Music intertwines with aspects of American social and cultural identity, including through social class, race and ethnicity, geography, religion, language, gender and sexuality. The relationship between music and race is perhaps the most potent determiner of musical meaning in the United States.
Economic and social classes separates American music through the creation and consumption of music, such as the upper-class patronage of symphony-goers, and the generally poor performers of rural and ethnic folk music. Musical divisions based on class are not absolute, however, and are sometimes as much perceived as actual; popular American country music, for example, is a commercial genre designed to “appeal to a working-class identity, whether or not its listeners are actually working class”. Country music is also intertwined with geographic identity, and is specifically rural in origin and function; other genres, like R&B and hip hop, are perceived as inherently urban. For much of American history, music-making has been a “feminized activity”. In the 19th century, amateur piano and singing were considered proper for middle-class and upper-class women. Women were also a major part of early popular music performance, though recorded traditions quickly become more dominated by men. Most male-dominated genres of popular music include female performers as well, often in a niche appealing primarily to women; these include gangsta and heavy metal.
The United States is a melting pot consisting of numerous ethnic groups. Many of these peoples have kept alive the folk traditions of their homeland, often producing distinctively American styles of foreign music. Some nationalities have produced local scenes in regions of the country where they have clustered, like Cape Verdean music in New England, Armenian music in California, and Italian and Ukrainian music in New York City.
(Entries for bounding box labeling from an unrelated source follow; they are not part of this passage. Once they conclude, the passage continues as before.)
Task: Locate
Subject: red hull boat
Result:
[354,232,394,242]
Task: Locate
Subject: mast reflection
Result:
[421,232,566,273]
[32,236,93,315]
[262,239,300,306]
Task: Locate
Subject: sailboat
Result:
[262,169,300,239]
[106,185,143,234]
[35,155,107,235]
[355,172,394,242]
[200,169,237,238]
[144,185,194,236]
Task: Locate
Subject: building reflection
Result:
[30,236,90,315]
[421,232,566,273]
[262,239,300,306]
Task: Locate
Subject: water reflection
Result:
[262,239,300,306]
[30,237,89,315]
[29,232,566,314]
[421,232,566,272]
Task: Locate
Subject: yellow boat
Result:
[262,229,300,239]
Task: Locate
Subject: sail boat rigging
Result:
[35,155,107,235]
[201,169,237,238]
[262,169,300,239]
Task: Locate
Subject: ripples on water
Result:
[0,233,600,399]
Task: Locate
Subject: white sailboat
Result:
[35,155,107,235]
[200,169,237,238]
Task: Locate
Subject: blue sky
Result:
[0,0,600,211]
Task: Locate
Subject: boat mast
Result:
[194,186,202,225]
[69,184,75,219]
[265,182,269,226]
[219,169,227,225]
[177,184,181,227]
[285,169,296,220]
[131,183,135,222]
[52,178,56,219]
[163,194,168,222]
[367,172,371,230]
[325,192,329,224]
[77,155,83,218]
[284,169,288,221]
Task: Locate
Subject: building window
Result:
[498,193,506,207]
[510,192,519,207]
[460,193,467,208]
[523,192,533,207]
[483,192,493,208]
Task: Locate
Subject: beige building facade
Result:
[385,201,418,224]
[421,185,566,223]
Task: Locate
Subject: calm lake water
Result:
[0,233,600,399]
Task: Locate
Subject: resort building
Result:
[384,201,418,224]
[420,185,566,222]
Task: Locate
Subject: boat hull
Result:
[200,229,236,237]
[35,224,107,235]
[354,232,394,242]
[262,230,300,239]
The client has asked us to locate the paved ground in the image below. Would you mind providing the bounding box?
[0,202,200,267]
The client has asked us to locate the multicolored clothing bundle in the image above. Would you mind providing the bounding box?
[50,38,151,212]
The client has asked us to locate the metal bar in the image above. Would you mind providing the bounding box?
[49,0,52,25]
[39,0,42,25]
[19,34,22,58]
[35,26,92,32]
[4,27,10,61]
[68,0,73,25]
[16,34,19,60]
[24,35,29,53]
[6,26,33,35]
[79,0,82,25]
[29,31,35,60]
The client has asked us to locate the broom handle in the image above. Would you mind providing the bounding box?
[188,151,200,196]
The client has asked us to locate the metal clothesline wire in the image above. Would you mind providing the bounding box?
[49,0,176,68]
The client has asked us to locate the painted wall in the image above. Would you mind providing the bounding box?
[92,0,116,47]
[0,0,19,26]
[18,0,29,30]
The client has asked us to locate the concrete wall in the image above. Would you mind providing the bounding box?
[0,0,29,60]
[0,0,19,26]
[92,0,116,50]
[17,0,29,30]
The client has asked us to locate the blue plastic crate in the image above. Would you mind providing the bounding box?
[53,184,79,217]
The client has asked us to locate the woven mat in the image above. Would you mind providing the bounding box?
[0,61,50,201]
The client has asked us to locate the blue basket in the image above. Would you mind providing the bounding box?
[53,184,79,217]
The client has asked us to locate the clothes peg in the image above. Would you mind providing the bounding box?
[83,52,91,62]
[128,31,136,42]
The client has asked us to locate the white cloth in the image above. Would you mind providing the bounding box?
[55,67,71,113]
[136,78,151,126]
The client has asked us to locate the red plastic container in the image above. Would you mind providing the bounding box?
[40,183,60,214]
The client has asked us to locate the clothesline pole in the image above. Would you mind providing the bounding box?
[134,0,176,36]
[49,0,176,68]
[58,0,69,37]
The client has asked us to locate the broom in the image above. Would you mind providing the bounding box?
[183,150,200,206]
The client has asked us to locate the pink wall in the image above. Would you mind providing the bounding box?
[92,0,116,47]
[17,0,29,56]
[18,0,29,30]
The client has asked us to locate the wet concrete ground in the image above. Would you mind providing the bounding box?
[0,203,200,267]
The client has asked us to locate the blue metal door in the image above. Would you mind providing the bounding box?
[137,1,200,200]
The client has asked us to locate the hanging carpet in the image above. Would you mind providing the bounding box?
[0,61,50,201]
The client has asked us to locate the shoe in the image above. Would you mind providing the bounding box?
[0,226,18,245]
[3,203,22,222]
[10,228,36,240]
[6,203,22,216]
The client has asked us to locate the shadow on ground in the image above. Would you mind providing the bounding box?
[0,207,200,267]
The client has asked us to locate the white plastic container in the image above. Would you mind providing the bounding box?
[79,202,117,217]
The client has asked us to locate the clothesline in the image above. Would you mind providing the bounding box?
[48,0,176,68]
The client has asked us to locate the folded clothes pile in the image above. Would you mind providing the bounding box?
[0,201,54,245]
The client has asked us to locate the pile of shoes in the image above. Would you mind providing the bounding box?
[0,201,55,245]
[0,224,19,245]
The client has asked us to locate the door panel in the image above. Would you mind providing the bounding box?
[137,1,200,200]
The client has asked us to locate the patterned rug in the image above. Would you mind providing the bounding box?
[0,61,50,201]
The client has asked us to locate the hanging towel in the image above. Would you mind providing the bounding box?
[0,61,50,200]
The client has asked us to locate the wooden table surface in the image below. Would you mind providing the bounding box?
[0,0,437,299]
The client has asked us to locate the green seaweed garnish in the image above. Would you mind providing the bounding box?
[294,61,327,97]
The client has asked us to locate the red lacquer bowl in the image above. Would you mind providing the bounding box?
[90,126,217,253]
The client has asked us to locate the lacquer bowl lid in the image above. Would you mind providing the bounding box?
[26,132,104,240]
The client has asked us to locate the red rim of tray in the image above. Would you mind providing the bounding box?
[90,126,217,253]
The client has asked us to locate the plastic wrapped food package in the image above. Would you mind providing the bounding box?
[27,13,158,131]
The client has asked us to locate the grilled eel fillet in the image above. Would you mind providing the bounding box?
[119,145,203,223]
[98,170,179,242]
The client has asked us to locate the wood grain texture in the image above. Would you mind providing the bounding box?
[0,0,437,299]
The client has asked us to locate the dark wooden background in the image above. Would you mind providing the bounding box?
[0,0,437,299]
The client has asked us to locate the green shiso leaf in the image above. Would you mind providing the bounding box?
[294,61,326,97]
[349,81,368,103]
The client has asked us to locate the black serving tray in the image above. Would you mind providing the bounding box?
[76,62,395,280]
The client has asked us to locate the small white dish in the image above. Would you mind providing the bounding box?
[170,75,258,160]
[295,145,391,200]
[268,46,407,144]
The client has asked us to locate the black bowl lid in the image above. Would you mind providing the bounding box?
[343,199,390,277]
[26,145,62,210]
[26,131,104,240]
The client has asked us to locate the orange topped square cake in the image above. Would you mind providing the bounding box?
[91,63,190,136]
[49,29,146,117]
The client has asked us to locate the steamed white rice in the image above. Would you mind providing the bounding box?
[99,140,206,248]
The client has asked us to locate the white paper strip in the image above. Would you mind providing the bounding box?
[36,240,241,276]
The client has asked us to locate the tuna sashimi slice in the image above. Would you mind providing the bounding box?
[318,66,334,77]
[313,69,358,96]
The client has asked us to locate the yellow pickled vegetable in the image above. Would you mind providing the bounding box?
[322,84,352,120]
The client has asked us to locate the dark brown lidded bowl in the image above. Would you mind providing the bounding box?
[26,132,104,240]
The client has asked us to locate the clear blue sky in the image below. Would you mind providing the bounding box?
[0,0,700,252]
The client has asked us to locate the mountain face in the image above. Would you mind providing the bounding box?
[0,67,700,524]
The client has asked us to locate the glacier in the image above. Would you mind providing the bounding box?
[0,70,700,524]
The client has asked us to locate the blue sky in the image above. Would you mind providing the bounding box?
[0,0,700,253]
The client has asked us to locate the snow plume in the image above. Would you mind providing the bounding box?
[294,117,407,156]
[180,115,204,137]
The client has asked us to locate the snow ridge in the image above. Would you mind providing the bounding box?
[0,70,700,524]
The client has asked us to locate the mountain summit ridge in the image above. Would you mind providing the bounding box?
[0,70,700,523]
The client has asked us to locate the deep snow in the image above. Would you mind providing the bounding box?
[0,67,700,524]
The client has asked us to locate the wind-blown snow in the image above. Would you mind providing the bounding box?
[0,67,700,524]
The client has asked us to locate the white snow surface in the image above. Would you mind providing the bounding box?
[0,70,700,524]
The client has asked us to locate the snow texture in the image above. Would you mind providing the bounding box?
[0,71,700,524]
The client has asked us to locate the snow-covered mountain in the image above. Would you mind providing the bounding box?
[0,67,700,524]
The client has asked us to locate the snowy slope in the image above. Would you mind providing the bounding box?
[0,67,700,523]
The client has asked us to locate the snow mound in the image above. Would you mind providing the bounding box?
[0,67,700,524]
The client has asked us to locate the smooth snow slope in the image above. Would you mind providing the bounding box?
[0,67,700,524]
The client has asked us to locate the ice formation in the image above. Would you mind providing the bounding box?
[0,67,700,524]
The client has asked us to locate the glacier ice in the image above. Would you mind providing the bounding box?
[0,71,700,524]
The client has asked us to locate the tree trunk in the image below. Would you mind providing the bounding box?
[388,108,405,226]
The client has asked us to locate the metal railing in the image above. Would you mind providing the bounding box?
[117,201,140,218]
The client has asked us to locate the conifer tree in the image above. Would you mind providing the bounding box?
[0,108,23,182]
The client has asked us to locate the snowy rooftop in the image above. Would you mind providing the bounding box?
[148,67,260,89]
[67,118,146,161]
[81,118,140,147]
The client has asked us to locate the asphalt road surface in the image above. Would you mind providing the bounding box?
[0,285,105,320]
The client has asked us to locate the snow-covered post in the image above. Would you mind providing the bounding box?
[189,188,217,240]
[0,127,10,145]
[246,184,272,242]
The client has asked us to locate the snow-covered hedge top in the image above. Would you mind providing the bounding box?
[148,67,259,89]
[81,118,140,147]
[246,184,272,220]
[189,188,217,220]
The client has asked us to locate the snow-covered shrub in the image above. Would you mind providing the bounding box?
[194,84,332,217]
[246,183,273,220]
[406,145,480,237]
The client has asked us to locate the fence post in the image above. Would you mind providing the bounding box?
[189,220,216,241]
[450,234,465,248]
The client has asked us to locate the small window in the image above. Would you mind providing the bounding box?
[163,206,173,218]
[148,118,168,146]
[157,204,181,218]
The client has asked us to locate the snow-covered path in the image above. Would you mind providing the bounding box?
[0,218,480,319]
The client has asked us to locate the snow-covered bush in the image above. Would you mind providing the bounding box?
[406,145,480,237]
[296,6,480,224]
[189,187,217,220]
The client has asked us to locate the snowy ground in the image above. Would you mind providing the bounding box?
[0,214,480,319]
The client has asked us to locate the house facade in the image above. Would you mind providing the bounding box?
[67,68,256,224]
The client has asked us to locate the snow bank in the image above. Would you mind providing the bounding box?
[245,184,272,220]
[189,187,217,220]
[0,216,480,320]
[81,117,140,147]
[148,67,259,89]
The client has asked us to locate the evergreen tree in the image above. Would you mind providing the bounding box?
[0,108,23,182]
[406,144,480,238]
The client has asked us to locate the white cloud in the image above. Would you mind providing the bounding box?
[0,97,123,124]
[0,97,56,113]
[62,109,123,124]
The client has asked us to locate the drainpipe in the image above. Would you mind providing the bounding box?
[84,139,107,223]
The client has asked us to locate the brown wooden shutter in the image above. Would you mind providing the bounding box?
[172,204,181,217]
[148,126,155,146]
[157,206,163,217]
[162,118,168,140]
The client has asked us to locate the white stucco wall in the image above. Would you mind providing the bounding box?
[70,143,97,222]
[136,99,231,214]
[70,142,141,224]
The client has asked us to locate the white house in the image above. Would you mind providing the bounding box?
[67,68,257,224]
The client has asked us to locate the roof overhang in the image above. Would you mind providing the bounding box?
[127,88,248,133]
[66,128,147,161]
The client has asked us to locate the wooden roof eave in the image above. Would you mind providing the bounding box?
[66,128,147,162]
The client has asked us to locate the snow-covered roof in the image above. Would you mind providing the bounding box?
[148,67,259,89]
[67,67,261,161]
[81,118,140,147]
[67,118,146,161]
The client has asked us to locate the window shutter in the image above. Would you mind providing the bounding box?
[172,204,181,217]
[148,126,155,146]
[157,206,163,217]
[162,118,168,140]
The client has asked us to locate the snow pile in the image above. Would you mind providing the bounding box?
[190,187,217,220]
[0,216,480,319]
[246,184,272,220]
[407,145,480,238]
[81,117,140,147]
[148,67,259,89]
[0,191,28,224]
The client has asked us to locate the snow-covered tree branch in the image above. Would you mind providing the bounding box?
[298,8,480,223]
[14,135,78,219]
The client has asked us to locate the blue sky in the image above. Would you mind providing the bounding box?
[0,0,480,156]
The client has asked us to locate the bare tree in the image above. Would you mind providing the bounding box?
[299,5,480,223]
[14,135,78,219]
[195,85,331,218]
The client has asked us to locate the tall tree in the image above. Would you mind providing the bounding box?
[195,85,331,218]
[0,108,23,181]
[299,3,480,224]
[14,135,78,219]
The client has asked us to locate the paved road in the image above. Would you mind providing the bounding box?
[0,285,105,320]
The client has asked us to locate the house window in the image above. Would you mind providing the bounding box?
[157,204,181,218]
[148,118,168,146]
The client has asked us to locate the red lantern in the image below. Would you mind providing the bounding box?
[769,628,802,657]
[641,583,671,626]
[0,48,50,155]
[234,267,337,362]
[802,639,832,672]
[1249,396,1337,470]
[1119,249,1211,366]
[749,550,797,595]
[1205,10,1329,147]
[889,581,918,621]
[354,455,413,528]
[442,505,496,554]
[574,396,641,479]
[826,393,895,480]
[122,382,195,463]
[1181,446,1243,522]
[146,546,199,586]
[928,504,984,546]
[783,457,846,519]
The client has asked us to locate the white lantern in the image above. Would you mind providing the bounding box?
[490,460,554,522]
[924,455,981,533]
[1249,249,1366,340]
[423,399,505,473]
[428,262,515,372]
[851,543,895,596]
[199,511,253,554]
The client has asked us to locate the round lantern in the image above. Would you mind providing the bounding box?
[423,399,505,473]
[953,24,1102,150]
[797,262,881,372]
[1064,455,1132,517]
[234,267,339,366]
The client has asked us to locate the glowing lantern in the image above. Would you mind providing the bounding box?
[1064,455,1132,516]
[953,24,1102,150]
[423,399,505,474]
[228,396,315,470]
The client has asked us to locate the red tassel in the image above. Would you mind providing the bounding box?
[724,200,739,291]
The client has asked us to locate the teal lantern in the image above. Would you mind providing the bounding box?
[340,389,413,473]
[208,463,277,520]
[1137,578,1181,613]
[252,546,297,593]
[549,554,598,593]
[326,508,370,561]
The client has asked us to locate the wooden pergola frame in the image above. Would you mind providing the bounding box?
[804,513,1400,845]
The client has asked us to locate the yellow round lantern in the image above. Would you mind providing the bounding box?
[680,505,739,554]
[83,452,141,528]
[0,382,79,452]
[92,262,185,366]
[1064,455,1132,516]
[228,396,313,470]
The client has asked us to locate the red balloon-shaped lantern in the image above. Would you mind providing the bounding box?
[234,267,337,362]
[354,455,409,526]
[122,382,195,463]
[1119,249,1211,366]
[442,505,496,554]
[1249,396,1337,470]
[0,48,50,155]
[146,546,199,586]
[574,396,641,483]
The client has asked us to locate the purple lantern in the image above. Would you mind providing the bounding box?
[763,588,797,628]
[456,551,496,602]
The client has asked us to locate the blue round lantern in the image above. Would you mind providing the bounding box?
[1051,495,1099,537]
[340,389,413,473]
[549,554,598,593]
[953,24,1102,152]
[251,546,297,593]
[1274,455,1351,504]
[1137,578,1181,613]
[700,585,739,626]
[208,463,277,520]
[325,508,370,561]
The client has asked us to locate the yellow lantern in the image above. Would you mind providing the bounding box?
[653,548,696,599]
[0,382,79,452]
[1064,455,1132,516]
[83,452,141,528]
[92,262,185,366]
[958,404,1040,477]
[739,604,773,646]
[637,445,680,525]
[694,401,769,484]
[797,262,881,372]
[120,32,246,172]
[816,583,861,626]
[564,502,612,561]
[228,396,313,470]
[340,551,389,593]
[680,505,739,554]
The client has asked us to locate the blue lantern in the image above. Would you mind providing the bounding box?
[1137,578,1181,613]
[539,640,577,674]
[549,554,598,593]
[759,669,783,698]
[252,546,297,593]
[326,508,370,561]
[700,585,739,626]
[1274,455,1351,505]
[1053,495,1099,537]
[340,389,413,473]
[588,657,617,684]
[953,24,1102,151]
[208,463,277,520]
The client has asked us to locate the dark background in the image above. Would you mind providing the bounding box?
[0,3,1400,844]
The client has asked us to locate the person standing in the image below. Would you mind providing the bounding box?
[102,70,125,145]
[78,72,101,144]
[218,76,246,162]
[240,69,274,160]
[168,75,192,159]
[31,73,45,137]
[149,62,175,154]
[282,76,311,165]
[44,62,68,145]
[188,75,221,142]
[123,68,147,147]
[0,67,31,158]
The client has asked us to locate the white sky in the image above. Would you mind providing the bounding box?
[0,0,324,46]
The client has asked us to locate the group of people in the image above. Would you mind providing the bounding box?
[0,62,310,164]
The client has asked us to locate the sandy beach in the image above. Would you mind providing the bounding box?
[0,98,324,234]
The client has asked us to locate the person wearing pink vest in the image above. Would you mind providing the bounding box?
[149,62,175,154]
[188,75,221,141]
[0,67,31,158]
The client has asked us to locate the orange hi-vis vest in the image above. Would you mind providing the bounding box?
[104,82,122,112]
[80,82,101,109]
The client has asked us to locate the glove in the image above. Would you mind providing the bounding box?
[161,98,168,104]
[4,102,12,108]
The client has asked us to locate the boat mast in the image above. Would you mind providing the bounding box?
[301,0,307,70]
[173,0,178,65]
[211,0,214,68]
Ragtime was a style of music based around the piano, using syncopated rhythms and chromaticism. It is primarily a form of dance music utilizing the walking bass, and is generally composed in sonata form. Ragtime is a refined and evolved form of the African American cake walk dance, mixed with styles ranging from European marches and popular songs to jigs and other dances played by large African American bands in northern cities during the end of the 19th century. The most famous ragtime performer and composer was Scott Joplin, known for works such as “Maple Leaf Rag”. His music was also featured in the movie “The Sting”.
The Creoles are a community with varied non-Anglo ancestry, mostly descendant of people who lived in Louisiana before its purchase by the U.S. The Cajuns are a group of Francophiles who arrived in Louisiana after leaving Acadia in Canada. The city of New Orleans, Louisiana being a major port, has acted as a melting pot for people from all over the Caribbean basin. The result is a diverse and syncretic set of styles of Cajun and Creole music.
The United States has produced many popular musicians and composers in the modern world. Beginning with the birth of recorded music, American performers have continued to lead the field of popular music, which out of “all the contributions made by Americans to world culture… has been taken to heart by the entire world”. Most histories of popular music start with American ragtime or Tin Pan Alley; others, however, trace popular music back to the European Renaissance and through broadsheets, ballads and other popular traditions.